Now the FCC feels it will be on far firmer legal footing to execute the plan. The May 6 announcement provides an outline of the proposal, but the FCC will soon draft an actual rule for public comment.
“The reclassification will give some sugar and some medicine at the same time,” says Marvin Ammori, former general counsel of Free Press who argued for the group as an intervenor in Comcast. “Legally it gets the FCC back to the position where it hoped to be before Comcast. It’s neither more nor less than they thought they could do before.”
But Esbin thinks reclassification might be pre-emptively protective rather than essential to the broadband plan.
“I don’t necessarily believe that it would be precluded under the Comcast decision, but the answer would depend on how the FCC justified its actions,” she says. “It appears the general counsel has determined those arguments might not have been strong enough.”
Throughout the statements released by Genachowski and FCC General Counsel Austin Schlick, the officials emphasize that this third-way approach will be a light touch customized for the Internet.
Title II contains 48 provisions, but the proposed reclassification will likely forbear broadband service from all but six. That handful of provisions will allow the FCC to correct market failures, protect consumers and police discriminatory network management practices such as those debated in Comcast. Content, however, will remain largely unfettered.
“The GC memo asserts this will be sufficient to protect its statutory interests so it can then forbear from the rest [of Title II],” Esbin says. “It’s a sophisticated argument completely untested in court.”
While it is untested in practice, it is directly drawn from the framework Scalia proposed in Brand X, which challenged the 2002 Title I classification. Although the majority opinion deferred to the FCC’s reclassification, Scalia suggested the transmission of content on the Internet and the content itself are two vastly different things.
Despite assurance that reclassification will maintain the status quo, industry members responded with immediate misgivings. Within the FCC, Commissioners Robert M. McDowell and Meredith A. Baker released a joint statement warning that the proposal “will usher in a tumultuous new age of regulatory uncertainty” that will stifle investment in the broadband infrastructure.
Schlick described the third-way approach as similar to how the FCC regulates wireless communications. He highlighted 2001 testimony from Verizon Senior Vice President Tom Tauke, who said the framework “produced what is arguably one of the greatest successes in the industry in the last 20 years.”
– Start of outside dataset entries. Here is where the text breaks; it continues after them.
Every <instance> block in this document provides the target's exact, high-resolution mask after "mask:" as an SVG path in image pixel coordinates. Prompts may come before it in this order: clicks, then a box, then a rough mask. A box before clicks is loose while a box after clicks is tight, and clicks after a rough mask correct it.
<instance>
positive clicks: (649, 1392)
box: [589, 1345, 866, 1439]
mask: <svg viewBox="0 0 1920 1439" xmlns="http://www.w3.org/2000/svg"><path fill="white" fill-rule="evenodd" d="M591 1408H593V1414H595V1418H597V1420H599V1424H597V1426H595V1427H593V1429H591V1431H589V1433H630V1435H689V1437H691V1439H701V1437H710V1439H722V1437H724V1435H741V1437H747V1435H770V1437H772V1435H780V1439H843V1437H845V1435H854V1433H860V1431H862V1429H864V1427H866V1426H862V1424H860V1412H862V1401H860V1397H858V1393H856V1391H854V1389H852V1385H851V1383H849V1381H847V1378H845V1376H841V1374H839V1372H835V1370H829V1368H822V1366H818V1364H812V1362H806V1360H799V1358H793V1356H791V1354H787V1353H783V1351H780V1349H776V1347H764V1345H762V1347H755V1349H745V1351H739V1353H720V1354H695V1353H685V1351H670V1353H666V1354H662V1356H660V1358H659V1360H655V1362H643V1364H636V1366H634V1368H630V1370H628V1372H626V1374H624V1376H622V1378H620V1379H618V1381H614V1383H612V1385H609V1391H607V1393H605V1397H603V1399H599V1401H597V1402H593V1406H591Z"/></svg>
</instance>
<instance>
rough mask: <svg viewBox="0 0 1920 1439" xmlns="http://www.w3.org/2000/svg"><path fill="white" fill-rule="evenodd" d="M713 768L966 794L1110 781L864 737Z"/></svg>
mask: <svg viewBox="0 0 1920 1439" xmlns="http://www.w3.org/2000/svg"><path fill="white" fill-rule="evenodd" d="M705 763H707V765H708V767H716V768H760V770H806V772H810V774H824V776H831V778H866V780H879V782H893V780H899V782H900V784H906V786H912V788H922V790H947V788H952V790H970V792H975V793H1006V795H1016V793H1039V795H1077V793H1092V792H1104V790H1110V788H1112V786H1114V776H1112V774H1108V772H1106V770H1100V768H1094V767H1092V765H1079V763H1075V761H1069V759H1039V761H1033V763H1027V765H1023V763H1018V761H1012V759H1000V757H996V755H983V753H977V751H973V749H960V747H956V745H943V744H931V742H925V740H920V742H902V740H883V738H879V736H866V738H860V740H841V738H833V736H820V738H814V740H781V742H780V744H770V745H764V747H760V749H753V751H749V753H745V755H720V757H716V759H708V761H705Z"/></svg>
But Tauke’s view today on applying the approach to broadband is very different than what he expressed about wireless services. “We believe that the chairman’s stated approach is legally unsupported,” he said in a statement. “The regulatory and judicial proceedings that will ensue can only bring confusion and delay to … continuing to build the nation’s broadband future.”
Internet content providers, however, hailed the proposal. In a letter from the Open Internet Coalition, signatories including Google, Sony Electronics and Amazon.com praised the middle-ground approach as essential to promoting an open Internet.
Comcast said in a statement it was disappointed by the reclassification but committed to working with the FCC to ensure the approach doesn’t “cast the kind of regulatory cloud that would chill investment and innovation by ISPs.”
But Ammori thinks the third way will promote innovation because it grants all content equal access to Internet transmission.
“The FCC is ensuring that the 21st century infrastructure is open on nondiscriminatory terms. That’s hugely important,” he says. “It’s as though the companies on the electric grid [controlled] what could be plugged in. This preserves the rights to what you can plug into the Internet.”